Parents warned to watch for signs of mumps after cases at West Genesee, SU

Photo: CDC /Alissa Eckert Photo: CDC / A. Harrison and F. A. Murphy)

An urgent search is underway for anyone who's had contact with one of five people known to have contracted mumps in Onondaga County.

One of them is a student at the West Genesee High School in Camillus; the four others are students at Syracuse University.

In a letter sent home to parents, the West Genesee School District said it was notified by the Onondaga County Health Department late Wednesday that one student in the high school had mumps.

West Genesee Superintendent Dr. Chris Brown hopes the mumps are limited to just one child in his district. "In the letter that we sent home we're just making sure that everyone is aware and keeping track of their kids, and if they're experiencing fever or swelling in certain areas, that kind of thing, to go and see their physician," Brown says.

The health department describes mumps as a rare but highly contagious disease that typically starts with fever, headache and muscle aches. Most people also suffer swelling of their salivary glands, causing puffy cheeks and a swollen jaw.

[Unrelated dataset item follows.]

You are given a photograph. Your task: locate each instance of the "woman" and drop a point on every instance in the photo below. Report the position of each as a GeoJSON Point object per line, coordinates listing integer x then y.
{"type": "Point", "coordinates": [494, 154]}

Mumps can be prevented with a vaccine. The CDC says the vaccine is safe and effective, but it's only 88-percent effective when a person gets two doses. Mumps is most easily spread in schools or camps, typically through saliva or mucous.

To prevent it, avoid sharing items like cups or utensils with others and always wash your hands.

The Health Department says all five of the students were vaccinated and all five are not contagious now that the 3-4 day infectious period passed after symptoms flared up last weekend. The students at SU contracted from one another, but health officials says the students in Camillus didn't come into contact with any of them. The department says it's a mystery as to how the first case started.